Hook developer’s wallet turned out to be empty

In Richard Wells’ recent letter, he incorrectly stated that a local citizens group, Save Sandy Hook, wanted to tear down some unused buildings at Fort Hancock.

The group never ever took this position. Instead, the group concentrated its criticism on the National Park Service’s plan to lease 36 of the fort buildings for 60 years to an inexperienced developer for commercial purposes. The group argued that the “almost criminal neglect” of the buildings by the park service, to quote one newspaper editorial, didn’t justify allowing commercial, non-park operations to sneak into Fort Hancock.

In presumably justifying the National Park Service’s abysmal maintenance of Fort Hancock for three decades, including the 10- year period when Mr. Wells as an assistant superintendent and then-superintendent helped keep the financially strapped developer afloat, Wells incorrectly said two federal district courts ruled the National Park Service did not violate any federal law in leasing Fort Hancock buildings.

The courts never said any such thing. Both courts narrowly ruled against Save Sandy Hook’s suit, stating the citizens group lacked “standing” to sue. Neither court considered nor commented on the merits of the citizens’ complaints.

In fact, the Park Service’s inspector general — after prodding by Rep. Frank Pallone — admitted that indeed there were irregularities in how the Park Service picked its inexperienced developer.
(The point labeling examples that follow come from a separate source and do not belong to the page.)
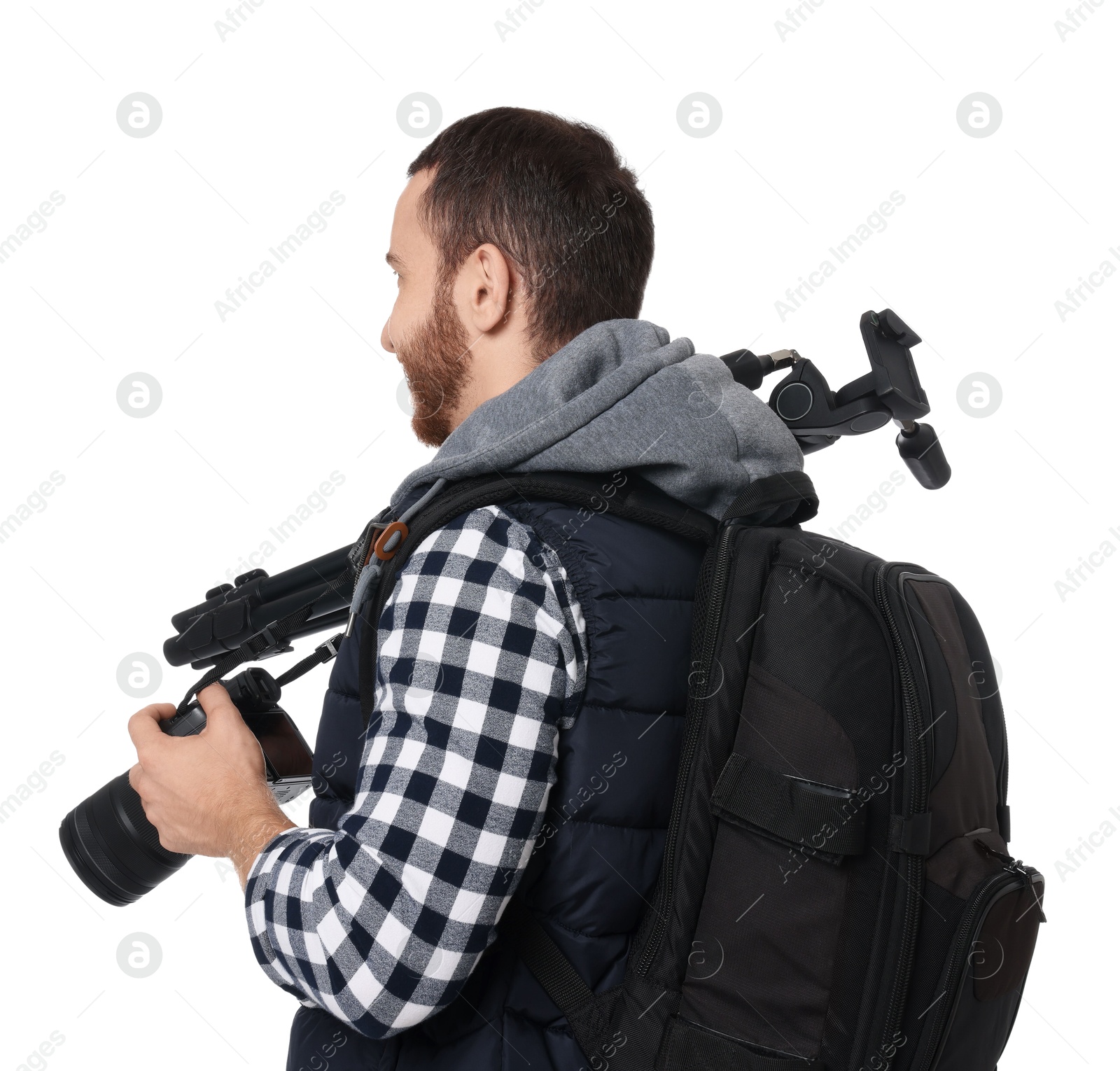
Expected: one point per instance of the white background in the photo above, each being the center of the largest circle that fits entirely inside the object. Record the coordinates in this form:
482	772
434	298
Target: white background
819	127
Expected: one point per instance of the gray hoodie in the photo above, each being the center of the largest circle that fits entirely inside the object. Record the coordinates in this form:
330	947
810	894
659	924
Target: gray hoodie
622	396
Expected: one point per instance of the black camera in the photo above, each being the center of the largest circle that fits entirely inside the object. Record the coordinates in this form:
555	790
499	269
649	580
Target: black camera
109	841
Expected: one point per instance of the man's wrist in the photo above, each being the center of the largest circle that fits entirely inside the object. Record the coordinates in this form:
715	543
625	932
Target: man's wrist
255	834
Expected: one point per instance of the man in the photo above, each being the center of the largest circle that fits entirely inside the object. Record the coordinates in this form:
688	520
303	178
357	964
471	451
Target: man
532	660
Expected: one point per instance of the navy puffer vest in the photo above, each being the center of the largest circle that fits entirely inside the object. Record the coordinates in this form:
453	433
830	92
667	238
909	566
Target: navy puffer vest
597	858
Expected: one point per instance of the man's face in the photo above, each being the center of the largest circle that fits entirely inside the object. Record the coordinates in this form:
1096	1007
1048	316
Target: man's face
425	330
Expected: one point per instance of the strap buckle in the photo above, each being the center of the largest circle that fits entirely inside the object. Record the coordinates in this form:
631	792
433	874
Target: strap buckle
263	645
332	645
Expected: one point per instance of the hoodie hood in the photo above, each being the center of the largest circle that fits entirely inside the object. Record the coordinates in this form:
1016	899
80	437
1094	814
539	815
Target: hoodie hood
623	396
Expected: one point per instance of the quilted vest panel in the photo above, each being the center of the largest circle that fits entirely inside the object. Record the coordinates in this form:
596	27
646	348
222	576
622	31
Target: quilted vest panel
596	860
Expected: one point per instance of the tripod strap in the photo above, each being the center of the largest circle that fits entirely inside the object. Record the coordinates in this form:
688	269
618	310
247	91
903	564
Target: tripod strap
270	639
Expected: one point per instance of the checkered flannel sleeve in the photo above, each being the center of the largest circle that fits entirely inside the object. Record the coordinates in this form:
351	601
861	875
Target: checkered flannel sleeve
481	662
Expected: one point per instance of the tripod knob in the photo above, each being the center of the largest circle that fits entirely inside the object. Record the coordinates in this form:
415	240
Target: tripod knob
921	449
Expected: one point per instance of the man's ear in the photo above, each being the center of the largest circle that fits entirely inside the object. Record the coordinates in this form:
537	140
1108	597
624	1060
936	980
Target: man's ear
486	287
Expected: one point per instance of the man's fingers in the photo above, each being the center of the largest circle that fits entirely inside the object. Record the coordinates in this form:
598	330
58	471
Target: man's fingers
216	701
144	725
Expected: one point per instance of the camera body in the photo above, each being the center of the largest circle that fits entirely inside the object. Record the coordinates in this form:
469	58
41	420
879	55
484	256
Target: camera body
108	838
287	757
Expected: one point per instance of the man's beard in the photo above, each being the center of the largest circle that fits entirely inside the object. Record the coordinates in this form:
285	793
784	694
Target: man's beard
437	369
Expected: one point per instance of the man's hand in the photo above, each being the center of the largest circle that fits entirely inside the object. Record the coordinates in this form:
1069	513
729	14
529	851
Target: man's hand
206	794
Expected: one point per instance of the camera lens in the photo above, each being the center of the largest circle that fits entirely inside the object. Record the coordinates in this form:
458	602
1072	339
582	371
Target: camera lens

hat now must be investigated

is why, since 1999, the Park Service during Mr. Wells’ watch granted at least 11 extensions to the developer to raise the funds he was supposed to have in hand when he submitted his proposal. What also must be investigated is another gift, a bogus “lease” the Park Service said it granted the developer in 2004 — when he still didn’t have the funding required by federal law. A stealthily signed third “lease” in 2007, based on the bogus 2004 lease for three buildings that had been repaired and maintained by taxpayers’ dollars and funds from a private foundation, also deserves a closer look.

But when the Park Service finally asked the developer, “What’s in your wallet,” and the wallet proved to be empty, it recently dropped him as Fort Hancock’s developer. About time. But the systemic irregularities of the National Parks bureaucracy at the fort must be investigated to prevent future commercial invasions of our national parks.